脳梗塞・脳出血の後遺症は人それぞれです。

症状の種類によって認定の基準と使う診断書が異なります。

① 肢体の障害(半身麻痺・上肢/下肢の麻痺)

使用する診断書は「肢体の障害用」(様式第120号の3)です。

事実:肢体の障害の認定基準の目安(日本年金機構)
1級一上肢および一下肢の用を全く廃したもの、または四肢に相当程度の機能障害があり、他人の介助なしには日常生活がほぼ不可能な状態。

2級一上肢および一下肢の機能に相当程度の障害。簡単な家事はできるが、それ以上の活動は困難。

3級:一上肢および一下肢に機能障害を残すもの。日常動作の一部に不自由がある程度。

「半身麻痺なので何級ですか?」とよく聞かれますが、麻痺の有無だけでは決まりません

診断書では、肩・肘・手指・股・膝・足の各関節の可動域、筋力、日常動作(食事・更衣・トイレ・歩行など)の自立度を細かく評価します。

同じ「片麻痺」でも、杖と装具で外出できる方は3級、屋内歩行も介助が必要な方は2級、立ち上がりや座位保持も難しい方は1級、というイメージです。

② 高次脳機能障害(記憶障害・注意障害・遂行機能障害など)

使用する診断書は「精神の障害用」(様式第120号の4)です。

事実:高次脳機能障害の認定基準の目安
1級:高度の認知障害・人格変化があり、常時援助が必要
2級:認知障害・人格変化が著明で、日常生活が著しく制限される。
3級:認知障害のため、労働に著しい制限がある。

診断書は精神科・脳神経外科・リハビリテーション科・神経内科などの専門医に依頼します。

「外見からはわからない」のが高次脳機能障害の特徴です。

日常生活でどんな困りごとが起きているかを、ご家族が「病歴・就労状況等申立書」に詳しく書くことが、認定の重要なポイントになります。

③ 失語症(言語機能障害)

使用する診断書は「聴覚・そしゃく・嚥下・言語機能の障害用」(様式第120号の2)です。

事実:失語症の認定基準の目安
2級:音声または言語機能に著しい障害があり、日常会話が誰とも成立しない状態
3級:話す・聞いて理解することに制限はあるが、確認を重ねれば日常会話が成立する状態。

複数の障害があるときは「併合認定」で上位等級になることも

脳卒中の方は、麻痺と高次脳機能障害、麻痺と失語症など、複数の症状が同時に出ることが多いです。

複数の障害がある場合は「併合認定」というルールで、単独でみたときよりも上の等級で認定される可能性があります。

例えば、肢体の障害だけでは3級だが、失語症の3級も併せて持っている場合、併合認定で2級になることがあります。

この場合は、症状ごとに別々の診断書を取得するのが基本です。

脳卒中 障害年金はいつから請求できる?「6か月の特例」がカギ

障害年金は、いつ請求してもいいわけではありません。

「障害認定日」を過ぎてから請求するのが原則です。

通常は「初診日から1年6か月後」が障害認定日

大半の病気・けがでは、初診日から1年6か月経過した日を障害認定日とします。

脳血管疾患の特例:6か月経過後の「症状固定」で請求できる

脳梗塞・脳出血には大きな特例があります。

事実:脳血管疾患の認定日特例(日本年金機構 障害認定基準)
脳血管障害により機能障害を残しているときは、初診日から6か月経過した日以降に、医学的観点からそれ以上の機能回復がほとんど望めない(症状固定)と認められた日を障害認定日として取り扱うことができる。

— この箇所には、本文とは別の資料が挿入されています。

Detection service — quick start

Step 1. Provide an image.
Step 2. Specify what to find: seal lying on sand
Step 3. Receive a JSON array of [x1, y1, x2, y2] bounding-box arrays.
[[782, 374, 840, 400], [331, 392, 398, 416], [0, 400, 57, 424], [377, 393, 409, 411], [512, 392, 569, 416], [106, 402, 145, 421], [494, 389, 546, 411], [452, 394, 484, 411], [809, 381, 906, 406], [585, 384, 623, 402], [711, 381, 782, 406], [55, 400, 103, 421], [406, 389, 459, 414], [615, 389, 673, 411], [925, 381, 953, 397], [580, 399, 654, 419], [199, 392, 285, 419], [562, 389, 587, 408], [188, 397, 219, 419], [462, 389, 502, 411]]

つまり、1年6か月を待たずに、最短で発症半年後から請求できる可能性があるということです。

「症状固定」と認められる条件

ただし、6か月経過すれば自動で認定されるわけではありません。

診断書に「症状固定」「これ以上の機能回復は見込めない」と明記される必要があります。

注意:以下の状態は「症状固定」と認められません
・入院してリハビリを継続している
・週2~3回または3~4回の通院リハビリを継続している
・介護老人保健施設などに入所してリハビリを継続している

つまり、回復期病院や介護保険のリハビリを集中的に受けている期間は、症状固定とみなされないのが一般的です。

6か月特例の医学的根拠:脳卒中の回復経過

「なぜ脳卒中は6か月で特例が認められるのか?」と疑問に思う方もいるでしょう。

これには医学的な根拠があります。

2003年に発表された研究では、急性期に弛緩性麻痺だった脳卒中後の方が手の巧緻性を取り戻せるかどうかは、発症から6か月までの回復で大半が決まることが報告されています(Kwakkel, 2003)。

つまり、運動麻痺は発症後の数か月で急速に回復し、6か月時点での状態が長期予後にかなり近いということが医学的にわかっています。

また2021年に発表された脳梗塞患者を対象とした研究では、発症90日時点と1年時点の障害度(mRSスコア)を比較したところ、大きく改善する方は約20%程度にとどまり、多くの方は90日時点とほぼ同じ状態が続いていました(de Havenon, 2021)。

制度上の「6か月特例」は、このような医学的事実に基づいて設計されています。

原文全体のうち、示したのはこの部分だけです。